**Problem Statement:**

A two-digit number is 4 more than 6 times the sum of its digits. If 18 is subtracted from the number, the digits are reversed. Find the number?

**Solution:**

Let's assume the two-digit number to be "10x + y", where x and y represent the tens and units digits, respectively.

**Given Information:**

- The two-digit number is 4 more than 6 times the sum of its digits.
- If 18 is subtracted from the number, the digits are reversed.
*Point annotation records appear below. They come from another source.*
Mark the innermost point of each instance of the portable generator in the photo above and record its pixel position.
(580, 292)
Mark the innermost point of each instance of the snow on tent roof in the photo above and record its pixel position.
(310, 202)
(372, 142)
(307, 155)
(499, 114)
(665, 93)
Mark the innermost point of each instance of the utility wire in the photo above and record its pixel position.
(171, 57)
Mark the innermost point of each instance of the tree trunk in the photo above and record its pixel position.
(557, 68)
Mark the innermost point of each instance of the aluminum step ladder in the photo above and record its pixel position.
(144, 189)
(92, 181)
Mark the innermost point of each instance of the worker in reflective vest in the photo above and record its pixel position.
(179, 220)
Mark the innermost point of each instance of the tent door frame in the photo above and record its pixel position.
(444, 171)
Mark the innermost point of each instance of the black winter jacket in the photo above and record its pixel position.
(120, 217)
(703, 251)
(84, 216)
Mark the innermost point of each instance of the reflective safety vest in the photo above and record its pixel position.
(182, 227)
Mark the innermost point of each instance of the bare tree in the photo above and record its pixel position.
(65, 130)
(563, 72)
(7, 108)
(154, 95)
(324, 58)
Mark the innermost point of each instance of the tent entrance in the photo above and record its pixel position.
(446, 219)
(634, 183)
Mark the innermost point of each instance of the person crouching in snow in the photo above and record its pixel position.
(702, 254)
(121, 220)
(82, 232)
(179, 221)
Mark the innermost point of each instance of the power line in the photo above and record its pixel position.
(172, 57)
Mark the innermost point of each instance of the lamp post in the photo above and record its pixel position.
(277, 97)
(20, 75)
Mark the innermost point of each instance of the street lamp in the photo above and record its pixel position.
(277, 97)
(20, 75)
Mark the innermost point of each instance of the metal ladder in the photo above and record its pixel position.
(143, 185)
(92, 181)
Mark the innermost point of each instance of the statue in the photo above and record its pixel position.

**Step 1: Express the number in terms of its digits**

Based on the given information, we can express the two-digit number as follows:

"10x + y = 6(x + y) + 4"

**Step 2: Simplify the equation**

Let's simplify the equation obtained in Step 1:

10x + y = 6x + 6y + 4

**Step 3: Rearrange the equation**

To solve for the values of x and y, let's rearrange the equation:

10x - 6x = 6y - y + 4

4x = 5y + 4

**Step 4: Express x in terms of y**

Now, let's express x in terms of y by dividing both sides of the equation by 4:

x = (5y + 4)/4

**Step 5: Substitute the value of x in the equation**

Substitute the value of x from Step 4 into the original equation:

10((5y + 4)/4) + y = 6((5y + 4)/4) + 4

Simplify the equation:

(50y + 40)/4 + y = (30y + 24)/2 + 4

**Step 6: Solve the equation**

To solve the equation, let's multiply both sides by 4 to get rid of the denominators:

50y + 40 + 4y = 60y + 48 + 8

54y + 40 = 60y + 56

Subtract 54y from both sides:

40 = 6y + 56

Subtract 56 from both sides:

-16 = 6y

Divide both sides by 6:

y = -16/6

Simplify:

y = -8/3

But y represents the units digit, which should be a whole number. Since -8/3 is not a whole number, there is no solution to this equation.

Therefore, there is no two-digit number that satisfies the given conditions.